Former LSU deputy athletic director Eddie Nunez toured multiple renovated and new SEC and ACC arenas around that time.

He walked away particularly impressed by one, the O’Connell Center at Florida, that was renovated at a cost of $64.5 million in 2016.

“They did a great job of taking an old facility and making it come to life,” Nunez told nola.com in 2017.

“They really did. They did a great job opening it up and making it easier for the fans to get around and still kept the environment for what it was – special for their venue.

“And then you added the premium seats, the premium areas none of them had. So they really kind of captured all those pieces. That’s what we want to try and do.”

But the project never did begin before Nunez, who was the LSU’s athletic department’s liaison with LSU Sports Properties and the Tiger Athletic Foundation (TAF), left to become New Mexico’s athletic director in August 2017.

Or before Alleva was replaced by Woodward in 2019, despite the longtime LSU AD’s grand plans.

Or before Wade was let go in 2022.

“The building is old,” Alleva, who was in his ninth year on the job at the time, said in 2017, according to nola.com.

“It needs to be renovated. There’s no lobby. There’s no ticket office space. There’s no access for people to get up and down. Plus, our fans would love a club section. If we could put in a club section that would enhance the whole experience of the building.”

More recently, Woodward was heard singing a similar tune.

“(The PMAC) does need some TLC, as does Tiger Stadium and a few of our other facilities,” Woodward said in February, according to The Advocate.

“We need to be prudent and smart in addressing these problems. A lot of it is going to be based on what we can do financially and how we do it. We’re still early in the process.”

COACHES IN PLACE, OPTIONS UNDER REVIEW

The architectural design firm Populous, previously known as HOK Sport Venue Event, an internationally renowned stadium and arena design company, “analyzed all of the sports buildings” at LSU, according to Supervisor Blossman.

LSU athletics surveyed groups of season ticket holders for their opinions on facility likes and dislikes back in the spring, according to Worsham.

Women’s basketball coach Mulkey, who replaced Fargas prior to the start of last season, and new men’s coach McMahon, who left Murray State to replace Wade, have been consulted for input on their needs, as have new LSU volleyball coach Tonya Johnson and third-year gymnastics coach Jay Clark, whose teams also utilize the arena.

“We kind of have four coaches that are ‘in their spots’ and pretty solidified right now,” Worsham said.

“We’ll take their feedback and take that into consideration, because whatever we do with that facility, it’s going to affect all of them.”

TAF, the non-profit corporation that fundraises in support of LSU athletics, will have input too.

Worsham said there’s no set timetable for work to begin on new-look PMAC, whatever form is takes.
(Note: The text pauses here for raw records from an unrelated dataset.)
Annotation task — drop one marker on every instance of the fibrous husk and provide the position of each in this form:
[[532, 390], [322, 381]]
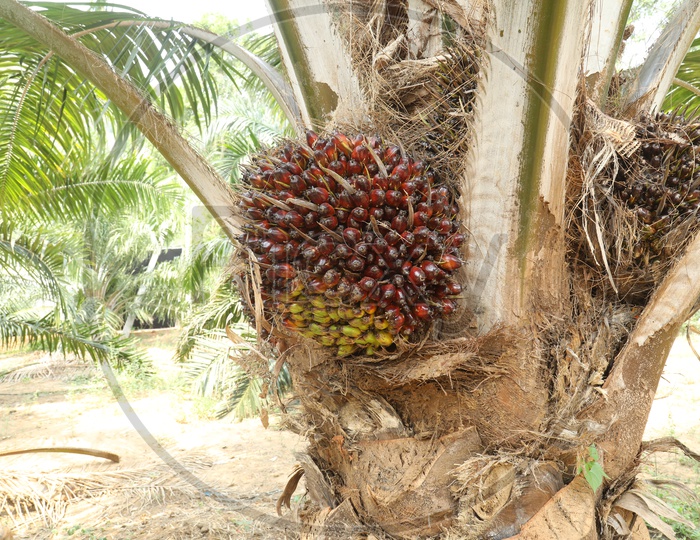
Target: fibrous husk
[[499, 494], [634, 198]]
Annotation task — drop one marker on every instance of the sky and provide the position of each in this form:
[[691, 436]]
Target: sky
[[188, 11]]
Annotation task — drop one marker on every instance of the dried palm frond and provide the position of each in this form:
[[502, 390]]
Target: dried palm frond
[[44, 497]]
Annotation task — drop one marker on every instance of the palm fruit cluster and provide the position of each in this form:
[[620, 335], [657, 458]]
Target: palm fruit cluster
[[356, 242], [662, 182]]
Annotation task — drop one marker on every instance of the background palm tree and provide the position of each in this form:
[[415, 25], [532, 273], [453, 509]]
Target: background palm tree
[[532, 387]]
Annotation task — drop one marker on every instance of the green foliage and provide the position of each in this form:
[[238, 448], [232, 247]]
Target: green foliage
[[592, 469], [689, 72]]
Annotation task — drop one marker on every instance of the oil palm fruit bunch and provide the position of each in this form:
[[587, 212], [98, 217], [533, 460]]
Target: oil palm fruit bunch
[[661, 183], [357, 243]]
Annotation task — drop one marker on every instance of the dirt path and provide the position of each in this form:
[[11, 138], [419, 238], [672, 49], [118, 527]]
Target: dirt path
[[141, 498]]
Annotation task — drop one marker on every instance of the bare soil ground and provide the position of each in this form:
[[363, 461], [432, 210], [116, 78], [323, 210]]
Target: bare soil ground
[[142, 498]]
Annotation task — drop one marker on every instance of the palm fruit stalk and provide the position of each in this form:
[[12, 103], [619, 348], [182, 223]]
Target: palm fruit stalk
[[661, 182], [357, 243]]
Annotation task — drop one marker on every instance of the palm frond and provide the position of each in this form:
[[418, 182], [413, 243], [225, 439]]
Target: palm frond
[[220, 310], [681, 96], [52, 336]]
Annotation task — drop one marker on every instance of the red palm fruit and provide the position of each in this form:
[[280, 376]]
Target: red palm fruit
[[359, 214], [257, 181], [360, 198], [446, 306], [281, 270], [418, 252], [391, 254], [444, 227], [393, 198], [392, 155], [317, 195], [291, 249], [377, 197], [422, 311], [341, 251], [453, 288], [430, 270], [355, 167], [345, 201], [397, 280], [367, 284], [408, 187], [281, 179], [420, 219], [311, 220], [408, 238], [392, 237], [357, 294], [439, 206], [396, 323], [277, 252], [374, 272], [330, 151], [325, 244], [311, 138], [342, 215], [266, 244], [434, 242], [339, 167], [449, 262], [311, 253], [297, 185], [390, 213], [326, 209], [370, 308], [293, 218], [434, 223], [274, 214], [380, 182], [344, 287], [255, 214], [388, 291], [442, 191], [329, 222], [399, 224], [323, 264], [332, 277], [416, 276], [277, 235], [321, 158], [351, 236], [379, 246], [425, 207], [293, 167], [363, 249], [455, 241], [355, 264], [361, 153], [342, 143], [421, 233], [315, 285]]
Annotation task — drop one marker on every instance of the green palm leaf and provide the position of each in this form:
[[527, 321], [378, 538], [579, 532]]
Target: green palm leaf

Nothing appears imminent, but nothing in the range of multiple more years before work of some story begins – at least it seems from afar – is likely either.

“We’re more in the going-through-proposals stage of the plan, right?” Worsham, a former Tiger Rag editor, said in late June. “So we’ve got some options to look at.

“Before it was just like, ‘What do we do?’ Then it was you go to these companies; they provide the feedback. And then now we’re taking the feedback into consideration and considering our options and ‘How much will we have to raise to do this, how much will we have to raise to do that?”